Hazy, hot, and unhealthy

City workers check in on elderly and others in need of relief

July 22, 2011|By Laura J. Nelson, Globe Correspondent

When Margaret Flynn, 85, answered the knock at her apartment door, she found a cluster of city employees looking at her with concern, some clutching paper fans and water bottles, others dabbing at beads of sweat on their upper lips.

“Is there anything you need?’’ asked Emily K. Shea, commissioner of elderly affairs, as she peered from the stifling corridor into Flynn’s apartment in the North End’s Ausonia Apartments. “Are you staying cool in there? Do you want a bottle of water?’’

Flynn assured them she was all right, then took the water.

“I’m just glad I got my air conditioner replaced,’’ she said as the cool air from her apartment wafted into the humid hallway. “It gets pretty hot up here.’’

As temperatures and humidity in Boston rose past stifling and toward unbearable yesterday, Flynn and hundreds of other elderly residents received visits from representatives from the Elderly Commission and the Boston Housing Authority. The very old and very young are particularly at risk for health problems in severe heat.

Temperatures are expected to be in the high 90s today, but throw in humidity, and it will feel more like 105 degrees, said Rebecca Gould, a meteorologist at the National Weather Service.
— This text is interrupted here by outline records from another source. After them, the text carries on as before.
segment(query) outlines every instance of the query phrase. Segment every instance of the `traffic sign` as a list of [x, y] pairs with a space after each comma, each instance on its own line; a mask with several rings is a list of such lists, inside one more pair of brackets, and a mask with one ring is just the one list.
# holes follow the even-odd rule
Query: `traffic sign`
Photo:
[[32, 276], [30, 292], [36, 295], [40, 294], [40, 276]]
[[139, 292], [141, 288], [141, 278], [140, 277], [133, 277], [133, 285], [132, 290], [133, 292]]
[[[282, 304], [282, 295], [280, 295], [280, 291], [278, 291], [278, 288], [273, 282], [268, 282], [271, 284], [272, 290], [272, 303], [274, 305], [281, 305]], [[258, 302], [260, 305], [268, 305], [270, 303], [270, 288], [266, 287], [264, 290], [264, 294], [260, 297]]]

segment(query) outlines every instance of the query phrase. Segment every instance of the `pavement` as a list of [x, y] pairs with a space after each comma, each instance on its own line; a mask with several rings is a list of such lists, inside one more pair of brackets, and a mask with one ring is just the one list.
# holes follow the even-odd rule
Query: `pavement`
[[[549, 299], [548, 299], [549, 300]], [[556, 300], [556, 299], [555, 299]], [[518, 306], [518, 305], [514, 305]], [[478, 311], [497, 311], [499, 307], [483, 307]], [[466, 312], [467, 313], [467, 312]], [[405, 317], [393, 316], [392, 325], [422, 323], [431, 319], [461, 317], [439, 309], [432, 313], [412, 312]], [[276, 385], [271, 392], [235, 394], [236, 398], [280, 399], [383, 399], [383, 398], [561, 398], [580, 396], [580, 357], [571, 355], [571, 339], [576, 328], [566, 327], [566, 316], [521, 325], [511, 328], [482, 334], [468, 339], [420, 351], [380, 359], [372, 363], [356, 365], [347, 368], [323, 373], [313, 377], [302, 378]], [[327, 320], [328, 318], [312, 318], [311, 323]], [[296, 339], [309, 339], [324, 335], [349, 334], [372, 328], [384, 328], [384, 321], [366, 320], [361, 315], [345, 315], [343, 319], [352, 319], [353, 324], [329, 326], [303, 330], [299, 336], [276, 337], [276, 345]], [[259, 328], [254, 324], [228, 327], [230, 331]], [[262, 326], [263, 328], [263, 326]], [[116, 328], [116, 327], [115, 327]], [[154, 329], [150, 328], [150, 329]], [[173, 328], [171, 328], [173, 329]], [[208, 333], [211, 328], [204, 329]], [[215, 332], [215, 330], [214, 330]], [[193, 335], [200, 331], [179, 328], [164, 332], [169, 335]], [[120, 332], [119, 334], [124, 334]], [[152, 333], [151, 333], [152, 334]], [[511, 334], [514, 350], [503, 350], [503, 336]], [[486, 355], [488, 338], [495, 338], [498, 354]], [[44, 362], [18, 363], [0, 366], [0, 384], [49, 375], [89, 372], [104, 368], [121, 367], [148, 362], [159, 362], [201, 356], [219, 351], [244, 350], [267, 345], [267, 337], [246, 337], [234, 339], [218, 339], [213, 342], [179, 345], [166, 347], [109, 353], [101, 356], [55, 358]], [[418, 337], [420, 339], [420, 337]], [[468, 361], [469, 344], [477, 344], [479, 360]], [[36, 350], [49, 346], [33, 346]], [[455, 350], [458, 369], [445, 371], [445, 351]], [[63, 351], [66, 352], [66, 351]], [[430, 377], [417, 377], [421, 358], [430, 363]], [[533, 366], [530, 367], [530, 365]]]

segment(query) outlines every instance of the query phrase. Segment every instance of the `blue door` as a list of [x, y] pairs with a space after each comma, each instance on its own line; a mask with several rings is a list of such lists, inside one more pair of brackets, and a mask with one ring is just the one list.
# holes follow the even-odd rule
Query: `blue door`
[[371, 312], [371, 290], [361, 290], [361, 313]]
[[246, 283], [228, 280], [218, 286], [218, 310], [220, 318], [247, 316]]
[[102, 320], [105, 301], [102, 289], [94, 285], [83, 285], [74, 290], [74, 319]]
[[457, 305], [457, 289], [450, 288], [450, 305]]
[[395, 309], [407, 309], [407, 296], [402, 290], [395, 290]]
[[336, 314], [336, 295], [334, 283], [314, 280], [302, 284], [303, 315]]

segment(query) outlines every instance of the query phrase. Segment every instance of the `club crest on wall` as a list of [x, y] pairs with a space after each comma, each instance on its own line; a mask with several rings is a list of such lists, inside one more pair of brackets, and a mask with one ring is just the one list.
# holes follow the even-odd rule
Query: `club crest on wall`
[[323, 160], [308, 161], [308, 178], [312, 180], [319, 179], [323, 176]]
Even if temperatures are lower than expected, Gould said, they will still be high enough to push Boston into the throes of an official heat wave, the third consecutive day of temperatures above 90.

Yesterday morning, at Jordan Hospital in Plymouth, the medical center closed its emergency department to trauma victims and postponed more than 30 surgeries after air conditioning in two key departments broke down, affecting eight operating rooms and the patient intake floor.

Ambulances that would have brought trauma victims to Jordan instead drove 20 to 25 miles to the nearest hospitals equipped to handle those patients, said hospital spokesman Christopher Smalley. Nontrauma patients were relocated to air-conditioned wings.

Replacement parts were expected to arrive late last night or early this morning, Smalley said, along with a temporary unit to cool the emergency department and operating rooms in the meantime.

“There’s this perception that this entire hospital is without air conditioning, and that is not the case,’’ Smalley said. “It’s pretty hot in that wing, but we did have portable AC units hooked up during the height of the heat, and this is one of several buildings.’’

A heat advisory from Mayor Thomas M. Menino’s office reminded Boston residents about the vulnerability of children and the elderly and recommended drinking plenty of water, wearing light colors, and keeping physical activity to a minimum.